SecureLion: Building a trustworthy AI assistant with security reasoning in a realistic adversarial competition
2025
We present SecureLion, a trustworthy AI assistant designed to securely han-dle cybersecurity queries and generate vulnerability-free code. Compared to the base model, our system achieves a 76.6% relative reduction on insecure messages in an adversarial competition setting at the cost of negligible utility loss. The success of SecureLion stems primarily from: (1) pervasive security-focused reasoning integrated throughout the pipeline, (2) high-quality synthetic datasets curated through agentic and collaborative workflows, (3) balanced data mixes ensuring both security alignment and utility retention, (4) seamless integration of specialized model variants—including a query intent analyzer, a safe response generator, a robust output guard, and a code vulnerability fixer—to maximize defense effectiveness within stringent latency constraints, and (5) a stable, efficient in-house evaluation framework guiding iterative model development cycles.

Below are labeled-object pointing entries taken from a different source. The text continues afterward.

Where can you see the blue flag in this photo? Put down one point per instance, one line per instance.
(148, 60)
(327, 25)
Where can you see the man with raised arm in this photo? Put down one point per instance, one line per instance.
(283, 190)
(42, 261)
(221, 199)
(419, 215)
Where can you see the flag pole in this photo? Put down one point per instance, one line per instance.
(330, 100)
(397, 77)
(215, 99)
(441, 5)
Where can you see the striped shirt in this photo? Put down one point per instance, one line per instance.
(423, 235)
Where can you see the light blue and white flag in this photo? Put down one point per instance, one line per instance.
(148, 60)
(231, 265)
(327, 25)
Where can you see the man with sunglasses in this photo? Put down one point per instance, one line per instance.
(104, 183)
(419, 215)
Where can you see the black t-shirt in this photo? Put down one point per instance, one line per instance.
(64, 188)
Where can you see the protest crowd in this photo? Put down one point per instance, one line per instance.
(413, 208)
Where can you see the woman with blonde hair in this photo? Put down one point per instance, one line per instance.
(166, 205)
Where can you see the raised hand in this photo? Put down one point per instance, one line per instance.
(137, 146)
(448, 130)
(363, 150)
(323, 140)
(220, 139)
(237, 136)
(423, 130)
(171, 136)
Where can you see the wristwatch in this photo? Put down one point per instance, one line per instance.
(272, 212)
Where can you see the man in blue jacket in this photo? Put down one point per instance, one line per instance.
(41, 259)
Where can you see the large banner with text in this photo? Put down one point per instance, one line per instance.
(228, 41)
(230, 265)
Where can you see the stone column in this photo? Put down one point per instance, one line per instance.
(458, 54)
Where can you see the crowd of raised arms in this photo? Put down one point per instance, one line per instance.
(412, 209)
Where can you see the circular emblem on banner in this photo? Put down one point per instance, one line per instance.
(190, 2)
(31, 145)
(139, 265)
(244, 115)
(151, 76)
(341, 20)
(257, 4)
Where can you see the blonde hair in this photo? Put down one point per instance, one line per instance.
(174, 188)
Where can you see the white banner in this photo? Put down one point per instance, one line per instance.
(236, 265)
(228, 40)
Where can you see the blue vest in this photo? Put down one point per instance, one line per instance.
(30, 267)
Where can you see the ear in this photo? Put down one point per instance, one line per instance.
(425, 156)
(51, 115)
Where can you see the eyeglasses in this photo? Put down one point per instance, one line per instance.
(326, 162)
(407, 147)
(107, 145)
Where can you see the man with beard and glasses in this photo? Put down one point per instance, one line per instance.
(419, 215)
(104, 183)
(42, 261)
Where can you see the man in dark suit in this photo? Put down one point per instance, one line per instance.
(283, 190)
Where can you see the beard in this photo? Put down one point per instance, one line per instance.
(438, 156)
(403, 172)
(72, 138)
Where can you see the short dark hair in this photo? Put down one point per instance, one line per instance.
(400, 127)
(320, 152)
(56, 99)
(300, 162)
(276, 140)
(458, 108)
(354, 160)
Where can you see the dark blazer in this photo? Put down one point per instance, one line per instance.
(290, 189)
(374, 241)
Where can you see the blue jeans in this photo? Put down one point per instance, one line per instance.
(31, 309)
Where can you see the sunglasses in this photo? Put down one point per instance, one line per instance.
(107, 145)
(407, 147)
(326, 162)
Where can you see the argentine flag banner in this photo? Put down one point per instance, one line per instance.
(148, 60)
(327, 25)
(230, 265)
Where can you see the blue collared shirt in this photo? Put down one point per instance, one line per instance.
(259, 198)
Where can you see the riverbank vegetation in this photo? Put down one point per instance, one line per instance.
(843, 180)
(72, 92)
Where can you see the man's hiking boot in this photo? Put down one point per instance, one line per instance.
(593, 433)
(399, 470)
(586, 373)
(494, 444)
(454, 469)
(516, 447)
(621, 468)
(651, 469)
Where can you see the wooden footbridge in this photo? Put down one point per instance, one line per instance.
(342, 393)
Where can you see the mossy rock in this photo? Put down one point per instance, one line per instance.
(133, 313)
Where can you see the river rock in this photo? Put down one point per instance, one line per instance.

Rather than depending solely on isolated training optimizations, we emphasize systematic integration and effective collaboration among these key components. We release our datasets, training recipes, experimental frameworks, and comprehensive evaluation results highlighting the performance differences across various data mixes, inference pipelines, and training strategies. The effectiveness and robustness of SecureLion are validated through participation in the Amazon Nova AI Challenge 2025, a real-world adversarial competition with uncontrolled red-team attacks, underscoring the authenticity and practical applicability of our approach. Our contributions provide valuable insights and reproducible resources for researchers and practitioners committed to advancing secure and responsible AI development.